Eccola. È la sentenza che certifica lo stallo di un’epoca, l’assedio che non ha mai espugnato Arcore, la battaglia senza vincitori e vinti. Il processo Mills finisce con un verdetto double face, comodamente all’italiana: Berlusconi non è innocente, ma non si riesce a dichiararlo colpevole. Come, a suo tempo, Andreotti la cui vita, in mancanza di meglio, fu spaccata dai giudici in due come una mela: organico alla vecchia Cosa nostra (fino al 1980, con prescrizione), e nemico numero uno della mafia dopo quella data (con relativa assoluzione). Alchimie italiane. Conseguenza di un ventennio avvelenato, cominciato col peccato originale di Antonio Di Pietro che nell’ormai lontano 1994 disse al capo del Pool Francesco Saverio Borrelli, riferendosi al Cavaliere: «Io a quello lo sfascio». Elegante esordio di una guerra infinita che peraltro Di Pietro non combattè perchè si tolse la toga giusto prima dell’interrogatorio per iniziare una seconda vita, in competizione con Berlusconi.



Oggi  si può leggere quella sentenza in molti modi, persino come una variante esistenziale di un celebre racconto di Conrad, in cui i duellanti vanno avanti per tutta la vita a incrociare le spade. Ma qualche riflessione in più è possibile. Comunque si giudichi questa epopea controversa, si deve constatare che nemmeno uno dei venticinque procedimenti (in realtà il conto esatto non ce l’ha più nessuno) aperti contro il Cavaliere è arrivato fino alla condanna. Nemmeno uno. Assoluzioni, assoluzioni con la formula dubitativa, depenalizzazioni all’ultimo minuto, leggi ad personam, condoni, tutto e il contrario di tutto, il dato alla fine resta: non c’è una condanna che sia una nel libro nero del Cavaliere. Anche questa volta è andata così, con l’aiutino della prescrizione: la procura ha tentato in tutti i modi, sostenendo tesi paradossali, quasi surreali, di rianimare il cadavere del processo, ma alla fine ha dovuto arrendersi. Era morto da un pezzo. Ora verrà seppellito con doppio funerale separato: un ricorso per la procura, un altro per i legali dell’ex premier.

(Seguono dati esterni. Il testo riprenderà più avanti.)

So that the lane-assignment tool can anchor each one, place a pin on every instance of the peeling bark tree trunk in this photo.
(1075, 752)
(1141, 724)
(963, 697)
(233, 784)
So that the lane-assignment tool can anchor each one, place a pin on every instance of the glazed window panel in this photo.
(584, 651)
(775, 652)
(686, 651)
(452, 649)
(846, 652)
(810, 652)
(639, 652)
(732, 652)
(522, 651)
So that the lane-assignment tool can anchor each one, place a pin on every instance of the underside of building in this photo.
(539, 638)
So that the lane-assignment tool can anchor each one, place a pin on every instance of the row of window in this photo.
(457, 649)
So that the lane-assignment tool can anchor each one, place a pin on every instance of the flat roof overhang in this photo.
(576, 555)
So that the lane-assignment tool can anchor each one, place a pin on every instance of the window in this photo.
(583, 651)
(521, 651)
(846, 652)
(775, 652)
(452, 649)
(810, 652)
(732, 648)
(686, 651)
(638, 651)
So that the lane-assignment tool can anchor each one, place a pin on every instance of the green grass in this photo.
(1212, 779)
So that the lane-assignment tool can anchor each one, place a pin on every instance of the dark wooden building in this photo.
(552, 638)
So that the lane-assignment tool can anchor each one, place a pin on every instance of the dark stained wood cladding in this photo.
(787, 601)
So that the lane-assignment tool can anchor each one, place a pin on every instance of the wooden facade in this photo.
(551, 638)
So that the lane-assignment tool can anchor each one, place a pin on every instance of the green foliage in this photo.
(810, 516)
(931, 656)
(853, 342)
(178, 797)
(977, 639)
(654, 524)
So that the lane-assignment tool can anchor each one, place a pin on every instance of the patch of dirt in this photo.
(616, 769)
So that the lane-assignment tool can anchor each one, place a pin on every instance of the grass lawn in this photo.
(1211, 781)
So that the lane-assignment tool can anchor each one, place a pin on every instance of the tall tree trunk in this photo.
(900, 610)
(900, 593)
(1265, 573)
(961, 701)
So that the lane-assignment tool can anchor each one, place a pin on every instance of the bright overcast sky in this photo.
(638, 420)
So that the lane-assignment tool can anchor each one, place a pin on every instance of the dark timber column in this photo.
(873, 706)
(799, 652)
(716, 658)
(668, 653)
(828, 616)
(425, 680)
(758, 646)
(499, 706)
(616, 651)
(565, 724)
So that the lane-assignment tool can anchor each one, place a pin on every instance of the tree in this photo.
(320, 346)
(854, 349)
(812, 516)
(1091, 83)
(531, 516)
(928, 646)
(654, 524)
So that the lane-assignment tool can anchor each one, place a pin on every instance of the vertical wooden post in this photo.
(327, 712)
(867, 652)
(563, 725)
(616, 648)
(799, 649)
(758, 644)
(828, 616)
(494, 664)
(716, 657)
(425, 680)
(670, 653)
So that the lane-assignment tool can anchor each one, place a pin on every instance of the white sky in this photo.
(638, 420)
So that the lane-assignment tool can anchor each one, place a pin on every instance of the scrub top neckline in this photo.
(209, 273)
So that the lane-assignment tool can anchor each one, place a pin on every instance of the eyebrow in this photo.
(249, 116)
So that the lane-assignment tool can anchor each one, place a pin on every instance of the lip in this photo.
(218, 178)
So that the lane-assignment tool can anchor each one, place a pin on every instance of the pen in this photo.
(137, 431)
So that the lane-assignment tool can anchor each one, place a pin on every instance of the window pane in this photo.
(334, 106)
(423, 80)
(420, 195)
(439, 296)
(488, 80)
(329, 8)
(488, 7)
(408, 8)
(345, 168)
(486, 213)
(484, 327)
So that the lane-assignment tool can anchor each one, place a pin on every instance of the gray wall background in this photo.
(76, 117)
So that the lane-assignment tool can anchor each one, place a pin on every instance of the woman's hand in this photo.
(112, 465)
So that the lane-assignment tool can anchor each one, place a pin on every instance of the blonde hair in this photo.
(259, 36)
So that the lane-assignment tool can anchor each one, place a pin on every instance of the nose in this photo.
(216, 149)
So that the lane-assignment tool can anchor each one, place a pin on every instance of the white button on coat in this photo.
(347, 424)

Per Berlusconi, invece, la data dell’uscita di scena si allontana. Sia chiaro: il capo del governo non è più lui e sul trono non tornerà più. Però, in certo qual modo e contro tutte le previsioni, il Cavaliere sta acciuffando per la coda l’erede che nessuno si aspettava. Sarà un azzardo affermarlo, ma in qualche modo Monti e il montismo cominciano  a configurarsi come i continuatori del berlusconismo.
Anzi, Monti sta portando a casa alcune delle riforme che il Cavaliere aveva promesso e la sua maggioranza aveva decapitato lungo la strada. Ora quella strada, che sembrava sbarrata, è stata riaperta in cento giorni dal professore con il loden.



Pensioni. Presto, si spera, mercato del lavoro. Liberalizzazioni Fisco. Chissà, a breve l’infiammatissima giustizia. Il Berlusconi che non è stato abbattuto dagli avvisi d garanzia è stato condannato dal non aver fatto Berlusconi fino in fondo. Dal non aver portato a termine quelle riforme annunciate, riannunciate e non varate. Ora, si fa sul serio.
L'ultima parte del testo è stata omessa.